Banyak anak, banyak rezeki. Ini adalah ungkapan orangtua dulu, sebelum program Keluarga Berencana (KB) digaungkan. Ungkapan ini dipercaya, banyak anak akan membawa rezeki bagi keluarga. Setiap anak memiliki rezekinya sendiri.
Keyakinan di atas ada benarnya. Bila dirujukkan dengan wilayah perkampungan era pra 80-an. Sebab ketersediaan lahan masih sangat luas. Setiap keluarga masih memiliki banyak lahan garapan. Meskipun sebagai petani, mereka mampu menghidupi beberapa anak.
Ditambah, dengan semakin bertambah usia anak-anak, pekerjaan-pekerjaan rumah dan kebun mulai dibantu. Anak-anak berbagi peran. Mereka berbagi tugas. Anak perempuan biasanya ditugaskan memasak, mencuci, dan membereskan pekerjaan di rumah. Semntara, anak yang laki-laki biasanya membantu orangtua di kebun dan mengurus makanan ternak.

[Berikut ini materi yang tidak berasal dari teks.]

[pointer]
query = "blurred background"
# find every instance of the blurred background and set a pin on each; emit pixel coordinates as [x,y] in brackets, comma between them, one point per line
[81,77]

Maka benarlah, banyak anak banyak rezeki. Anak-anak adalah aset. Anak adalah anugerah. Semakin banyak anak, tugas-tugas rumah diselesaikan dengan cepat. Usaha tani dan ternak tidak mungkin terbengkelai. Selain itu, anak dididik untuk bertanggung jawab terhadap tugas yang diberikan, serta belajar mandiri.
Namun, seiring pertumbuhan populasi penduduk, banyak anak bukan lagi sebagai banyak aset (asset). Anak bukan lagi sebagai anugerah dan berkat. Anak justru menjadi biaya (cost). Anak adalah malapetaka dan ancaman kemiskininan keluarga. Bahkan banyak anak sebagai ancaman kemiskinan suatu wilayah/daerah.
Seperti pernyataan Gubernur NTT Viktor B. Laiskodat setahun yang lalu (Sumber: ini). Katanya, orang miskin jangan melahirkan banyak anak. Keluarga miskin jangan melahirkan anak. Pernyataan itu memancing perdebatan hangat.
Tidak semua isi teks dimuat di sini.